I’ve read so many picture books in the past five years that I can honestly say I am able to spot a true winner in less than a minute. The Brief Thief ($16.95, Enchanted Lion Books, Ages 4 and up) is indeed one of those books. Not only did I smile while reading every page of this book, I laughed the entire time I was reading it – once to myself and the other time out loud to my husband, who also laughed.

For me, the first step of the review process is always to examine the quality of the physical book. I consider it important because books we love, we want to keep forever or pass on to others who may want to keep them forever. Well, Brief Thief ranks among the highest quality books I’ve ever seen. The hard cover is so thick and sturdy, it is nearly indestructible, the binding is solid and the paper is thick, beautiful matte card stock. I can appreciate this quality, as I am quite familiar with the process and materials used in book printing as a small press publisher myself.

Onto the story . . . Leon is a big green gecko. One morning after breakfast, he needs to use the “facilities” but quickly discovers he is out of toilet paper. To solve his problem, Leon simply uses a pair of undies he finds hanging on a tree as toilet paper.

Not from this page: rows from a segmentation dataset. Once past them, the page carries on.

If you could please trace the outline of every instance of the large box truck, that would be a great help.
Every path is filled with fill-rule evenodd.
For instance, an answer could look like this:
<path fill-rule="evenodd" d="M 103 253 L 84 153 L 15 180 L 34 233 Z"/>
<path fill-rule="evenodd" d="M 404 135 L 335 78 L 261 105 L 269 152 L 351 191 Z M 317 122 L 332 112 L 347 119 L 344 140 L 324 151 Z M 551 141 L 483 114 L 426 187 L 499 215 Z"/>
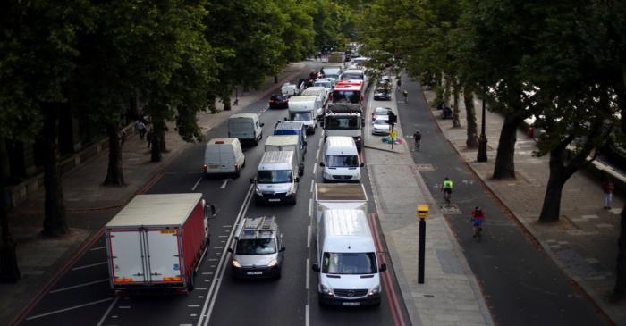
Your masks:
<path fill-rule="evenodd" d="M 105 226 L 111 288 L 190 291 L 208 246 L 201 194 L 138 195 Z"/>

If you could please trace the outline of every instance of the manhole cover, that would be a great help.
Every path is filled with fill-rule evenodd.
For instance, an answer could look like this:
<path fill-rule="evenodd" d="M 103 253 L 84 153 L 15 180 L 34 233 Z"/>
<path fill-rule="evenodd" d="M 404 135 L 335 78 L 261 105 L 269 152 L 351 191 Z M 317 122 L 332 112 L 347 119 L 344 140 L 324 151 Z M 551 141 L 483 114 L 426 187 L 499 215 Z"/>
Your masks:
<path fill-rule="evenodd" d="M 433 164 L 418 163 L 415 166 L 418 168 L 418 171 L 435 171 Z"/>
<path fill-rule="evenodd" d="M 460 215 L 461 210 L 455 204 L 451 204 L 449 206 L 445 204 L 441 207 L 441 213 L 444 215 Z"/>

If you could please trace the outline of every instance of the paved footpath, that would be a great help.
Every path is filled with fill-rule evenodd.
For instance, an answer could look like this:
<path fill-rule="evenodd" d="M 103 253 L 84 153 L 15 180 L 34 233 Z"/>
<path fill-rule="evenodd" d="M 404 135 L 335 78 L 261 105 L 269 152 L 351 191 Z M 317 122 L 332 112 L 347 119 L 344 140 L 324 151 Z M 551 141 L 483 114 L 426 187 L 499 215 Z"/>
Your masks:
<path fill-rule="evenodd" d="M 397 113 L 396 96 L 376 102 Z M 372 103 L 370 110 L 377 106 Z M 366 114 L 366 125 L 371 115 Z M 402 138 L 400 124 L 396 131 Z M 365 161 L 372 183 L 380 225 L 393 270 L 413 325 L 493 325 L 494 322 L 468 264 L 439 205 L 416 168 L 407 144 L 381 142 L 364 131 Z M 427 204 L 425 282 L 418 283 L 419 220 L 416 205 Z"/>
<path fill-rule="evenodd" d="M 304 63 L 289 64 L 278 75 L 279 83 L 274 83 L 274 77 L 270 77 L 259 90 L 240 92 L 239 105 L 233 106 L 231 111 L 219 111 L 215 114 L 199 113 L 198 122 L 202 133 L 206 134 L 240 108 L 269 98 L 280 85 L 296 78 L 305 67 Z M 277 91 L 280 92 L 280 89 Z M 266 106 L 265 104 L 259 105 L 258 110 Z M 216 103 L 216 107 L 221 110 L 223 105 Z M 34 194 L 9 212 L 11 231 L 18 244 L 17 256 L 21 279 L 15 284 L 0 284 L 0 325 L 9 324 L 59 274 L 71 258 L 97 238 L 97 232 L 108 222 L 112 212 L 119 210 L 134 195 L 156 182 L 156 178 L 172 159 L 192 146 L 181 138 L 173 125 L 165 133 L 165 142 L 169 152 L 163 155 L 161 162 L 152 163 L 148 143 L 137 135 L 128 138 L 123 146 L 125 187 L 101 185 L 106 174 L 107 151 L 63 176 L 63 188 L 68 225 L 71 226 L 70 232 L 63 237 L 46 238 L 40 236 L 43 191 Z M 199 170 L 199 163 L 198 166 Z"/>
<path fill-rule="evenodd" d="M 424 96 L 429 102 L 435 98 L 432 91 L 425 91 Z M 481 105 L 480 101 L 475 101 L 478 117 Z M 533 156 L 532 153 L 537 149 L 535 140 L 519 131 L 515 145 L 517 178 L 503 180 L 491 179 L 503 117 L 487 111 L 486 133 L 488 139 L 488 162 L 478 163 L 477 150 L 469 149 L 465 145 L 467 121 L 462 101 L 460 111 L 462 128 L 453 128 L 451 120 L 442 120 L 441 112 L 432 109 L 444 135 L 456 148 L 459 155 L 509 208 L 545 252 L 582 288 L 604 313 L 614 323 L 626 325 L 626 301 L 612 304 L 608 299 L 615 283 L 617 238 L 620 213 L 624 206 L 623 194 L 614 196 L 613 209 L 603 209 L 600 181 L 580 171 L 563 188 L 560 221 L 547 224 L 538 222 L 549 177 L 548 157 Z M 480 121 L 478 123 L 480 128 Z M 424 141 L 427 139 L 422 139 Z M 488 221 L 486 224 L 488 227 Z"/>

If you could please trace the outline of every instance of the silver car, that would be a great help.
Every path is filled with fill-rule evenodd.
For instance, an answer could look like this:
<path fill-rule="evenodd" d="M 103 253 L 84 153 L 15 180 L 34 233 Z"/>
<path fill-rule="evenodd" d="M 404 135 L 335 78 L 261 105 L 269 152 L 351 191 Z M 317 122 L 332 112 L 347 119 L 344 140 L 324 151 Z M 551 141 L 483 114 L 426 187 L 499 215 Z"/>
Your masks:
<path fill-rule="evenodd" d="M 235 234 L 228 248 L 233 278 L 281 277 L 284 247 L 275 216 L 245 218 Z"/>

After all they have holes in them, seem unusable for anything else and do not seem to belong to anyone. Then he throws them down and walks away. Well, to Leon’s surprise, those undies do indeed belong to someone else, and he discovers he probably should not have taken them and used them as he did. I won’t give away the ending of the book, but trust me when I tell you that it is clever and engaging, and that every page of this book will make you smile and laugh as I did. Both the words by author Michael Escoffier and the illustrations by Kris Di Giacomo are wonderful, humorous and equally important. Where do authors get crazy, original ideas like this for a picture book? I can only imagine how much fun it was to illustrate!

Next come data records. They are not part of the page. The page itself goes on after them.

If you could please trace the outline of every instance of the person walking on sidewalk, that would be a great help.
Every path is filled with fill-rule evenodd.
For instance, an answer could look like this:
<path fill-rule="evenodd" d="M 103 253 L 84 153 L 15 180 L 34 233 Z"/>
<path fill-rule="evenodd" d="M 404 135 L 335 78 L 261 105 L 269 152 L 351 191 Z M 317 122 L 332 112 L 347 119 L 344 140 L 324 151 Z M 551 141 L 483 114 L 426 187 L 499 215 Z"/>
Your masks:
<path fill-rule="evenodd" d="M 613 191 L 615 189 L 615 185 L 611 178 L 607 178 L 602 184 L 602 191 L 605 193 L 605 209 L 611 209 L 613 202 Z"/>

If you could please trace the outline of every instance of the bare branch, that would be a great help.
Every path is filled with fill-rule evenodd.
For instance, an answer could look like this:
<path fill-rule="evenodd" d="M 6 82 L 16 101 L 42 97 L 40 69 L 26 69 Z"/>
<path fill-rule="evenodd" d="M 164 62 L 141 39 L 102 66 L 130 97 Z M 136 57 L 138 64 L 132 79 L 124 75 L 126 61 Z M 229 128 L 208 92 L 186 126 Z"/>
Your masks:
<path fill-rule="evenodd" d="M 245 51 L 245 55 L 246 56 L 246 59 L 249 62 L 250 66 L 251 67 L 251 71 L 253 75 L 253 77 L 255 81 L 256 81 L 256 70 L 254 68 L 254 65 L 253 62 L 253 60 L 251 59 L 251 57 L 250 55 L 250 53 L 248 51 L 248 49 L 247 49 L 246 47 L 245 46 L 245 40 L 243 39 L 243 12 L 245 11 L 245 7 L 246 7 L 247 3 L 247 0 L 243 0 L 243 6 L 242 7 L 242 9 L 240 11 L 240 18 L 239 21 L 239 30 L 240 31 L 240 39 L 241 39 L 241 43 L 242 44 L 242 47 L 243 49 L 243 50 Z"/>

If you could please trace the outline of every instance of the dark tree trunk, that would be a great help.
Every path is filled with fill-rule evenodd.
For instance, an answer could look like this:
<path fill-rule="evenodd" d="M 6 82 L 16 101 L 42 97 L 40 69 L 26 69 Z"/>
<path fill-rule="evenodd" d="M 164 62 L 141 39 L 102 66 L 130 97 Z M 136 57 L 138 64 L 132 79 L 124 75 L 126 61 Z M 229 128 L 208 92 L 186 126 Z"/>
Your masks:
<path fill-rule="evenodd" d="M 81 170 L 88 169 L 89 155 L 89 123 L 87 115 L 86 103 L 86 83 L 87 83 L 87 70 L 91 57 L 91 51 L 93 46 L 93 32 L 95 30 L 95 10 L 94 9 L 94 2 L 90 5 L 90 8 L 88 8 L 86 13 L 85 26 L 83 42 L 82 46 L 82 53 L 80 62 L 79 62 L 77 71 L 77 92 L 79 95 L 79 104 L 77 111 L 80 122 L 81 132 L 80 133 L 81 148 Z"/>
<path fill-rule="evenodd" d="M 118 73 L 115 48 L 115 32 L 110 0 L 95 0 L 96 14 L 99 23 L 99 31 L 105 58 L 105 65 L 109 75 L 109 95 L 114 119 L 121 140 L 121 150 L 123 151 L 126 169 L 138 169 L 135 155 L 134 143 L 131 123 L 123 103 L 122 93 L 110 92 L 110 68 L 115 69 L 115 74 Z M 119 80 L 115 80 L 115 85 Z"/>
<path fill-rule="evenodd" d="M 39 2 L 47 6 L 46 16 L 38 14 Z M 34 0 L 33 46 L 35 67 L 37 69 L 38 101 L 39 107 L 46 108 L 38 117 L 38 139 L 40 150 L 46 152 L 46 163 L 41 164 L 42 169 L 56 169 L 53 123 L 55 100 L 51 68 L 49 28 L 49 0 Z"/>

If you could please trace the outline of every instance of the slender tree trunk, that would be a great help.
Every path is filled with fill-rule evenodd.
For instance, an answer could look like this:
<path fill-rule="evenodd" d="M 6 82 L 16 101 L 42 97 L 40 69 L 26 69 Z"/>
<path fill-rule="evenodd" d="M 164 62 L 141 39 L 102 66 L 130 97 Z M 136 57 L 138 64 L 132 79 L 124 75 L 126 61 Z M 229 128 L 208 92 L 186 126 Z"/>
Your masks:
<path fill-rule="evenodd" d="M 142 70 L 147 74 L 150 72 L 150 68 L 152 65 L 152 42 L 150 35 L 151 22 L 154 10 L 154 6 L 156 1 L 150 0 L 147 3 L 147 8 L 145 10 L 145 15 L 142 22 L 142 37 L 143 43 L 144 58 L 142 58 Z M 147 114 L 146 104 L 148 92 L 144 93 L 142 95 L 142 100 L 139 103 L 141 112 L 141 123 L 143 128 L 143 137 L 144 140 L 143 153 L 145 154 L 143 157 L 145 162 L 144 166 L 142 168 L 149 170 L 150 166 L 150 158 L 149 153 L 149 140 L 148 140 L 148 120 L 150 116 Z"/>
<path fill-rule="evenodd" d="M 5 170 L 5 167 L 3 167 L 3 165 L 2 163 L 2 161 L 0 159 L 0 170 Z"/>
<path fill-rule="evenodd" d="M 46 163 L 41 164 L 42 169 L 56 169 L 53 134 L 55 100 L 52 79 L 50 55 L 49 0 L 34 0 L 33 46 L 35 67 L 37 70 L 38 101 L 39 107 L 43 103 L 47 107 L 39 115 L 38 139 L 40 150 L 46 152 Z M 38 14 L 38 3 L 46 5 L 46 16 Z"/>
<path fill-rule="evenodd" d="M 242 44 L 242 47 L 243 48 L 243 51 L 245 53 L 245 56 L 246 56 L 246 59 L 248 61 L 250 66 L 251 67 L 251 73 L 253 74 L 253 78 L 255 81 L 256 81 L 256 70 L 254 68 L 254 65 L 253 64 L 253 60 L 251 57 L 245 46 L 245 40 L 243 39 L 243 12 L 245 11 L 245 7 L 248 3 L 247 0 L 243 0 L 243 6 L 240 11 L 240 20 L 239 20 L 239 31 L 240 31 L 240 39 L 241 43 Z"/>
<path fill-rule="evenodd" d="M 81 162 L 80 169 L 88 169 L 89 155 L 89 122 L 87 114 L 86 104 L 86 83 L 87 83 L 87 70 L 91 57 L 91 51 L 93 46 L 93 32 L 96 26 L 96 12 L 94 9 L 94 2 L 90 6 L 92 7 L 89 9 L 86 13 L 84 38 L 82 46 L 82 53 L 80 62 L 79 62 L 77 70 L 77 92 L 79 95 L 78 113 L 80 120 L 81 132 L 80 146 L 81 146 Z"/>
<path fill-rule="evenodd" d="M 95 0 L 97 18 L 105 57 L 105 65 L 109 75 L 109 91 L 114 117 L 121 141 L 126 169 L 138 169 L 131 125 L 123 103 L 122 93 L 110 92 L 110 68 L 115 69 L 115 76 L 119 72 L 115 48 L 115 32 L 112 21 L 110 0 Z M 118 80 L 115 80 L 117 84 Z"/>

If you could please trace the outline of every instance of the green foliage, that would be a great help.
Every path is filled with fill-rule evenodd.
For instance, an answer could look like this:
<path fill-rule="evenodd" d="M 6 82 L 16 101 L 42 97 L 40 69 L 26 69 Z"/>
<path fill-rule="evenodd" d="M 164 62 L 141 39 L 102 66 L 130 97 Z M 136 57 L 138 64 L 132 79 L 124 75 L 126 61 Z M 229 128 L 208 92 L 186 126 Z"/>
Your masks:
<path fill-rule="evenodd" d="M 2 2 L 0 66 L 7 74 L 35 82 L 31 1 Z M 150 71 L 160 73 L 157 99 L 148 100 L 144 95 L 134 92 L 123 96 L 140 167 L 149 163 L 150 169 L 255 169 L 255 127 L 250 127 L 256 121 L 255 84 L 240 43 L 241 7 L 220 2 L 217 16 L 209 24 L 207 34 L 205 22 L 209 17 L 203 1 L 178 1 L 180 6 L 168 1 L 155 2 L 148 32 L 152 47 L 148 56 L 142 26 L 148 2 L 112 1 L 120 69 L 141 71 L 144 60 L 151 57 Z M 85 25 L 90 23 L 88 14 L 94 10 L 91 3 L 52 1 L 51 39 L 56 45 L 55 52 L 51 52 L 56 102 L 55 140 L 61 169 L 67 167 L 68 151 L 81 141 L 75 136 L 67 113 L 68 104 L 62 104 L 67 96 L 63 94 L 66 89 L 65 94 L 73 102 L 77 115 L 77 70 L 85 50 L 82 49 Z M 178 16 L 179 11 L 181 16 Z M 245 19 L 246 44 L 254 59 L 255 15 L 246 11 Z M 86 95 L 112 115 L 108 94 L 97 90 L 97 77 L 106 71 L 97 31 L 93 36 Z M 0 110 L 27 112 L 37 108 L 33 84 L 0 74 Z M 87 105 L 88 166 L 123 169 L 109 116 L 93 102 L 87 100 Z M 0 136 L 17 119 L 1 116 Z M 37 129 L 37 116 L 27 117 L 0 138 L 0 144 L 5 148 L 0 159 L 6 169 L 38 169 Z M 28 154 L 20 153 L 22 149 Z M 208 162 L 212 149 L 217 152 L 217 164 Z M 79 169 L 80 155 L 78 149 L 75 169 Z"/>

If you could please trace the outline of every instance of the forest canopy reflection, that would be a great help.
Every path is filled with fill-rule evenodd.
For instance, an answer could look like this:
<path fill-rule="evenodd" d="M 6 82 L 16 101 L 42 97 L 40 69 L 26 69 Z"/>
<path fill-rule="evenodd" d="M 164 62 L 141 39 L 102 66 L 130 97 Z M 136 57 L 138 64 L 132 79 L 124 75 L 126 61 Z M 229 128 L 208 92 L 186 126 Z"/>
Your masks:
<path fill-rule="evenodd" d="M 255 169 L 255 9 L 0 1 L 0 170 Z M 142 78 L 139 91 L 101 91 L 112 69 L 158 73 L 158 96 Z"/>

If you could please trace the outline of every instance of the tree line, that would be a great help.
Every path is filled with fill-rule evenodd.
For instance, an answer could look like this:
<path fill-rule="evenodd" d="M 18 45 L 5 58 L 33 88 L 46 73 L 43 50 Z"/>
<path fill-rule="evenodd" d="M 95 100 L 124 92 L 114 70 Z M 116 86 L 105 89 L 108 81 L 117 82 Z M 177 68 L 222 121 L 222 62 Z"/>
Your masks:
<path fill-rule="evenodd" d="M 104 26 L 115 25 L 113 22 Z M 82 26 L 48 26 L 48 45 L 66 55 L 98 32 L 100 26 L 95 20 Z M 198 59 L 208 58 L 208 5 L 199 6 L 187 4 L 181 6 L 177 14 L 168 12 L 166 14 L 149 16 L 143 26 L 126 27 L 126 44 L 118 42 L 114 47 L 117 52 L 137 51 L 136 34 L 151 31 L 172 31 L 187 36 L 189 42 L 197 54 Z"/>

What makes this book even more interesting is that author Michael Escoffier and illustrator Kris Di Giacomo have created many successful books together in French, including Brief Thief  that we now fortunately have in English. I’ve been told the team has another title coming out in in English in July 2013. Can I please be the first to read it?

So there you have it – a high quality printed book, a funny, well-written original story that is easy to read with spectacular illustrations that all leave you wanting to read the author and illustrator’s next book right now.  Now that’s a perfect picture book.